Account naming policy

This is a description of a policy adhering to common, well-tested way of setting up new user accounts within any company. This policy aims to prevent problems, give clarity, and remove discussion on personal preferences.

Generic addresses

These are for both external and internal use, to signify an expected department. For example:

  • press@ for press that wish to reach the company, as well as for the company to reach out and communicate with external press
  • divecenter@ for guests that communicate with the company on anything diving related
  • it@ mainly internal use, for anything related to IT such as problems, requests, etc.

What happens when the communication changes? I.e. a press contact becomes an investor? That is to be decided case by case.

Personal addresses

These are accounts which are much more than just email, even though an email address is the main name to identify it. They are mainly a method of authentication, so the IT system knows who logged in, and give access to all services they should have access to, while keeping out those who should not.

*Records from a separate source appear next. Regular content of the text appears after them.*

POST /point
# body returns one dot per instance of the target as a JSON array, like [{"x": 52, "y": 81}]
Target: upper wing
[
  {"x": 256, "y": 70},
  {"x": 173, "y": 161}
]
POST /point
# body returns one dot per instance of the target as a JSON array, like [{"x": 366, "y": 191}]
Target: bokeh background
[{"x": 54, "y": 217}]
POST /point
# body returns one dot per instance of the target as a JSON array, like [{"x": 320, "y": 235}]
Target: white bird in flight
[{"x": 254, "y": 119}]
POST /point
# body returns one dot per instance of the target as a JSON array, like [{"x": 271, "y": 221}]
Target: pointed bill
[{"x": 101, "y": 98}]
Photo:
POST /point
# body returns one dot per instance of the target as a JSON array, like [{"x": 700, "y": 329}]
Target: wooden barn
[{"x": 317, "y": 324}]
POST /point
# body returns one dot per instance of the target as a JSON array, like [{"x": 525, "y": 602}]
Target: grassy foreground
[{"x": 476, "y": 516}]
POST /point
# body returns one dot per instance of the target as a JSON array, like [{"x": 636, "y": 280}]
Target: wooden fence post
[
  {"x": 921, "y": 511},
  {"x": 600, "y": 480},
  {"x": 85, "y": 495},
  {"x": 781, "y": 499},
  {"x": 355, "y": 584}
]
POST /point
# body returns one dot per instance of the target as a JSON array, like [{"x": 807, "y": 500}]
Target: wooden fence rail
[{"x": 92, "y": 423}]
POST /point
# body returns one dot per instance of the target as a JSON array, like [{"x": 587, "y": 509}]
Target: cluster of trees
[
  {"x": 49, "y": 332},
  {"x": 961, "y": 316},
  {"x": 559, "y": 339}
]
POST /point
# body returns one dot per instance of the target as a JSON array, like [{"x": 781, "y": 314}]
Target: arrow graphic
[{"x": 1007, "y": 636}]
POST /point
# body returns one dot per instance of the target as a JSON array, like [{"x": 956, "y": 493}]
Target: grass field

  1. Give each person their own address, for communication inside the company.
  2. If the person has an external responsibility, i.e. communicating with the press, they receive full access to that related address, such as press@ which they must use for these communications.
  3. Recommended naming scheme is firstname.lastname@
    • Deviation is fine, but may cause conflicts or confusion later on (such as duplicate first names)
  4. If a person leaves and someone else takes their place:
    1. The person receives a new personal address
    2. E-mail from the previous persons address is forwarded to this new address
    3. Internal (company) senders receive a warning that the old address is archived and they should contact the new person instead
    4. The previous person’s email is either archived (and deleted after a set period) or deleted

Problems solved

One of the main problem this solves is password sharing, as access to common sources such as generic addresses is assigned to a person. This access can easily be added to a person, and can also be revoked just as easy, without having to change passwords.

Another problem solved is this allows increasing security, as this allows the use of multi-factor authentication, which needs a personal device.